Apakah ada yang mengenali Pedang Dewa Hantu Abadi Algojo?
Tampaknya ini merupakan latar belakang yang penting.
“Setelah kau menguasai Pedang Dewa Hantu Abadi Algojo, aku akan mengajarimu ilmu pedang yang lebih canggih lagi. Mulai sekarang, tinggallah di Rawa Surga Pedang,” Fang Wang merenung dan berkata.
Fang Bai mengangguk, bangkit untuk memberi hormat, lalu pergi.
Fang Wang menoleh ke arah danau, bibirnya sedikit melengkung ke atas.
“Sepertinya benua ini akan segera berubah.”
Fang Wang merenung sendiri, merasakan selama bertahun-tahun berbagai aura muncul dari berbagai arah di benua itu, beberapa berduel, beberapa menerobos, semuanya dengan tingkat kultivasi yang signifikan, asal-usulnya tidak diketahui.
Dia memiliki firasat bahwa sebentar lagi seseorang akan mencarinya.
Dan dia tidak takut.
Setelah mengagumi pemandangan danau selama setengah jam, Fang Wang melanjutkan kultivasinya.
Dalam sekejap mata, tiga tahun lagi berlalu.
Fang Wang dengan mudah menembus ke Lapisan Keempat Alam Mahayana.
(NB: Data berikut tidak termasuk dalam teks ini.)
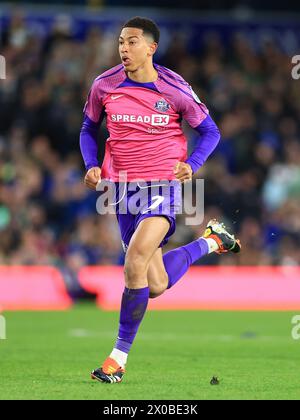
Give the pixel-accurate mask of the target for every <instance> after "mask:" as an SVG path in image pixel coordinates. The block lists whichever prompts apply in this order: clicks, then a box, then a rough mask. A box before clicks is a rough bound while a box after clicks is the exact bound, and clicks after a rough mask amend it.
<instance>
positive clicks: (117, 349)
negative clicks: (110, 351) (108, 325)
mask: <svg viewBox="0 0 300 420" xmlns="http://www.w3.org/2000/svg"><path fill="white" fill-rule="evenodd" d="M109 357H111V358H112V359H114V360H115V361H116V362H118V363H119V365H120V366H121V367H122V368H123V367H125V365H126V363H127V357H128V354H127V353H125V352H124V351H121V350H119V349H113V351H112V352H111V353H110V356H109Z"/></svg>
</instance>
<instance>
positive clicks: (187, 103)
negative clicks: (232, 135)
mask: <svg viewBox="0 0 300 420" xmlns="http://www.w3.org/2000/svg"><path fill="white" fill-rule="evenodd" d="M188 86H189V85H188ZM179 110H180V112H181V114H182V116H183V118H184V119H185V120H186V121H187V122H188V124H189V125H190V126H191V127H192V128H194V129H195V130H196V131H197V132H198V134H199V136H198V139H197V141H196V146H195V148H194V150H193V152H192V153H191V155H190V156H189V157H188V159H187V160H186V161H185V162H178V164H177V165H176V166H175V168H174V173H175V176H176V178H177V179H179V180H180V181H181V182H184V181H186V180H190V179H192V175H193V174H194V173H196V172H197V171H198V170H199V169H200V168H201V166H202V165H203V164H204V162H206V160H207V159H208V157H209V156H210V155H211V154H212V152H213V151H214V150H215V148H216V147H217V145H218V143H219V141H220V137H221V136H220V131H219V129H218V127H217V125H216V124H215V122H214V121H213V120H212V118H211V117H210V115H209V111H208V109H207V108H206V106H205V105H204V104H203V103H202V102H201V101H200V99H199V98H198V96H197V95H196V94H195V93H194V92H193V90H192V88H191V87H190V86H189V91H188V92H187V94H186V95H184V96H182V98H181V102H180V103H179Z"/></svg>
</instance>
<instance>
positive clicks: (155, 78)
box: [127, 63, 158, 83]
mask: <svg viewBox="0 0 300 420" xmlns="http://www.w3.org/2000/svg"><path fill="white" fill-rule="evenodd" d="M127 76H128V77H129V79H131V80H133V81H135V82H138V83H151V82H156V80H157V77H158V73H157V71H156V70H155V68H154V66H153V64H152V63H150V64H149V65H144V66H142V67H139V68H138V69H137V70H135V71H129V72H127Z"/></svg>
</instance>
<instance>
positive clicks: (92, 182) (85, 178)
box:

Selanjutnya, ia memilih untuk tidak menggabungkan teknik kultivasi tetapi berkultivasi hingga mencapai Alam Nirvana.
Alam Nirvana dapat meningkatkan tingkatan Harta Karun Roh Kehidupannya. Dia penasaran ingin melihat apakah ketujuh Harta Karun Roh Kehidupannya akan mengalami transformasi.
Pada musim gugur tahun itu, puncak-puncak di sekitar Rawa Surga Pedang diselimuti kesunyian, menciptakan suasana yang unik.
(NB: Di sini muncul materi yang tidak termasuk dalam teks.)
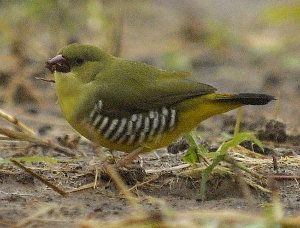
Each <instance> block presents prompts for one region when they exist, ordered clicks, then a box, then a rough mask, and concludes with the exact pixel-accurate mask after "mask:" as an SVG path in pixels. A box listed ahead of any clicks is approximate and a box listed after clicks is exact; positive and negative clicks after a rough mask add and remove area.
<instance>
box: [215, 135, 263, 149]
mask: <svg viewBox="0 0 300 228" xmlns="http://www.w3.org/2000/svg"><path fill="white" fill-rule="evenodd" d="M244 141H252V142H254V143H255V144H257V145H258V146H259V147H260V149H262V150H263V144H262V142H261V141H259V140H258V139H257V138H256V137H255V135H254V134H253V133H251V132H240V133H237V134H236V135H235V136H234V137H233V138H232V139H231V140H229V141H227V142H224V143H222V145H221V146H220V147H219V148H218V150H217V152H218V153H220V154H224V153H227V151H228V150H229V149H230V148H232V147H236V146H238V145H239V144H240V143H242V142H244Z"/></svg>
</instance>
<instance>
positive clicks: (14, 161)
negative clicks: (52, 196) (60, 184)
mask: <svg viewBox="0 0 300 228" xmlns="http://www.w3.org/2000/svg"><path fill="white" fill-rule="evenodd" d="M10 161H11V162H12V163H14V164H15V165H16V166H18V167H19V168H21V169H23V170H25V171H26V172H28V173H29V174H31V175H32V176H34V177H35V178H37V179H38V180H40V181H41V182H43V183H44V184H45V185H47V186H48V187H49V188H51V189H53V190H54V191H56V192H57V193H59V194H60V195H62V196H67V195H68V192H65V191H64V190H62V189H60V188H59V187H57V186H56V185H54V184H52V183H50V182H49V181H48V180H46V179H44V178H43V177H42V176H40V175H38V174H36V173H35V172H33V171H32V170H31V169H29V168H27V167H25V166H24V165H22V164H21V163H20V162H18V161H16V160H14V159H11V160H10Z"/></svg>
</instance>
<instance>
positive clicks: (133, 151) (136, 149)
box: [116, 147, 143, 168]
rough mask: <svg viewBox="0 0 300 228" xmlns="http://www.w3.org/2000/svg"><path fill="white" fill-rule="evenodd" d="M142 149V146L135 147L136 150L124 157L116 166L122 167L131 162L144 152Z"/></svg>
mask: <svg viewBox="0 0 300 228" xmlns="http://www.w3.org/2000/svg"><path fill="white" fill-rule="evenodd" d="M142 151H143V148H142V147H139V148H137V149H135V150H134V151H132V152H131V153H129V154H128V155H126V156H125V157H124V158H122V159H120V160H119V161H118V162H117V164H116V167H117V168H120V167H124V166H126V165H128V164H130V163H131V162H132V161H133V160H134V159H135V158H137V157H138V156H139V154H140V153H142Z"/></svg>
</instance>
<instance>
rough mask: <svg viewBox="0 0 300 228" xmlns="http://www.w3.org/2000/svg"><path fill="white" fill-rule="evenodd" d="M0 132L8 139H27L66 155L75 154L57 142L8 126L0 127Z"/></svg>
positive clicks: (0, 132) (23, 139)
mask: <svg viewBox="0 0 300 228" xmlns="http://www.w3.org/2000/svg"><path fill="white" fill-rule="evenodd" d="M0 134H2V135H6V136H7V137H9V138H10V139H16V140H19V141H27V142H31V143H34V144H36V145H40V146H46V147H51V148H53V149H54V150H56V151H58V152H60V153H62V154H65V155H66V156H72V157H73V156H75V153H74V152H73V151H72V150H70V149H69V148H66V147H62V146H60V145H58V144H55V143H53V142H51V141H50V140H46V139H41V138H37V137H36V136H34V135H29V134H26V133H24V132H18V131H13V130H11V129H8V128H1V127H0Z"/></svg>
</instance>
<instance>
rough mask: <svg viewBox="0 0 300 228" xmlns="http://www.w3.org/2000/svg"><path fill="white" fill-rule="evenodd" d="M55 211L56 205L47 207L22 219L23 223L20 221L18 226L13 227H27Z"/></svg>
mask: <svg viewBox="0 0 300 228" xmlns="http://www.w3.org/2000/svg"><path fill="white" fill-rule="evenodd" d="M53 209H55V206H54V205H51V206H46V207H44V208H42V209H40V210H38V211H37V212H35V213H34V214H32V215H30V216H28V217H26V218H24V219H22V220H21V221H19V222H18V223H17V224H15V225H13V227H15V228H17V227H25V226H27V225H29V224H30V223H31V222H32V221H34V220H35V219H36V218H38V217H40V216H42V215H44V214H47V213H48V212H50V211H52V210H53Z"/></svg>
Daun-daun berguguran dengan lebat, berhamburan di permukaan danau, menyerupai peri-peri kecil yang menari di antara kabut Ling Wu.
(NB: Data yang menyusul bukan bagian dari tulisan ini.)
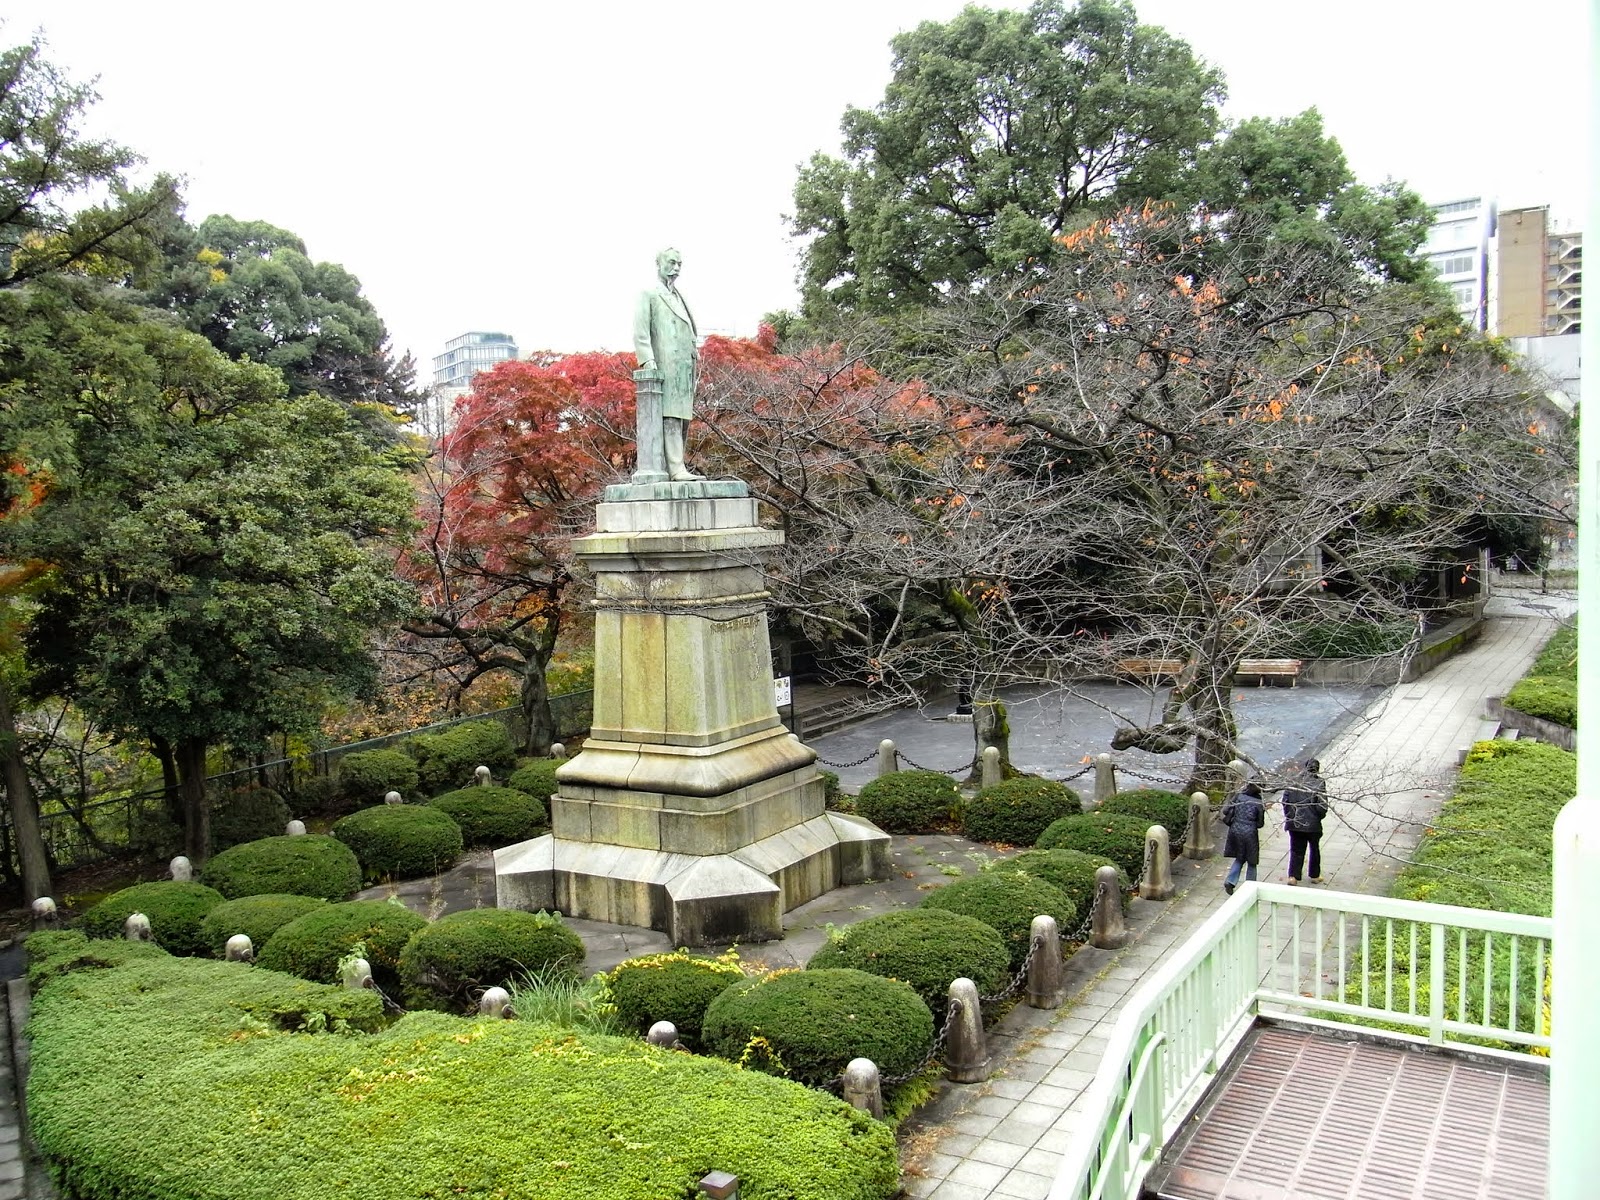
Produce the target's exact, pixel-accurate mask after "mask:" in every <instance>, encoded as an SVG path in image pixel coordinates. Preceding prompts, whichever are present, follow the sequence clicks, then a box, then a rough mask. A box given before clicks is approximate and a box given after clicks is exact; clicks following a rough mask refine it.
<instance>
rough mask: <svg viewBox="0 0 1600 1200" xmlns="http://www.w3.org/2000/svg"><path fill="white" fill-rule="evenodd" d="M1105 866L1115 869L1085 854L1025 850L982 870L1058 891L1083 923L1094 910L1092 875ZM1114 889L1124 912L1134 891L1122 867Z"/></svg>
mask: <svg viewBox="0 0 1600 1200" xmlns="http://www.w3.org/2000/svg"><path fill="white" fill-rule="evenodd" d="M1106 866H1110V867H1117V864H1115V862H1112V861H1110V859H1109V858H1106V856H1102V854H1085V853H1083V851H1082V850H1024V851H1022V853H1021V854H1014V856H1011V858H1003V859H995V861H994V862H990V864H987V866H986V867H984V870H986V872H995V874H1008V875H1029V877H1032V878H1037V880H1043V882H1045V883H1048V885H1050V886H1053V888H1059V891H1061V894H1064V896H1066V898H1067V899H1069V901H1072V907H1074V909H1077V914H1078V920H1080V922H1082V920H1083V917H1085V915H1088V912H1091V910H1093V907H1094V872H1096V870H1099V869H1101V867H1106ZM1117 888H1118V891H1120V893H1122V898H1123V907H1125V909H1126V907H1128V901H1130V899H1131V898H1133V888H1131V886H1130V883H1128V872H1125V870H1123V869H1122V867H1117ZM1062 933H1072V930H1066V928H1062Z"/></svg>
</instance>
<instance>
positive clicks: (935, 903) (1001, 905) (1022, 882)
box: [922, 870, 1078, 971]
Fang Wang perlahan membuka matanya, pandangannya tertuju ke puncak gunung di seberang.
Dia agak bingung.
Mengapa semua orang yang datang mencari masalah lebih suka memandanginya dari puncak gunung di seberang sana?
“Karena Anda sudah di sini, maukah Anda memperkenalkan diri?”
Fang Wang berbicara dengan nada tenang.
Orang asing itu telah berada di sana selama setengah batang dupa, berusaha keras untuk menekan auranya, tetapi dia tidak bisa lolos dari persepsi Fang Wang.
Karena Tiga Dewa Laut Kaisar tidak berada di Rawa Surga Pedang, melainkan sedang berlatih di laut, selain Fang Wang, tidak ada orang lain yang menyadari kedatangan orang ini.
“Aku berasal dari Laut Surgawi Selatan, namaku Chen Shang. Mendengar bahwa Tian Dao telah membunuh Kultivator Agung Alam Nirvana dan mengalahkan Maha Suci Seribu Mata yang telah bermanifestasi, aku datang untuk mencari bimbingan,” sebuah suara dingin bergema di Rawa Surga Pedang, mendorong semua kultivator untuk membuka mata mereka dan melihat ke arah itu.
Dugu Wenhun muncul entah dari mana di belakang Fang Wang, menatap sosok di puncak gunung yang jauh, dan berkata, “Chen Shang, kau pikir kau pantas menantang Tian Dao? Aku sarankan kau segera pergi. Menantang Tian Dao sama saja dengan mencari kematian.”
Chen Shang, salah satu dari Empat Pahlawan Surgawi Selatan!
Terlahir di Alam Pemahat Jiwa, ia memelihara Harta Roh Yuan Surga, tetapi selama masa kecilnya, harta itu diambil darinya, dan ia membuat kembali Harta Roh Yuan Surga di Alam Elixir Roh.
Chen Shang adalah yang paling unik di antara Empat Pahlawan Surgawi Selatan, dengan kehidupan yang penuh dengan pertempuran, kemenangan, dan kekalahan. Sementara yang lain menjadi lebih kuat melalui kultivasi, dia menjadi lebih kuat melalui pertempuran.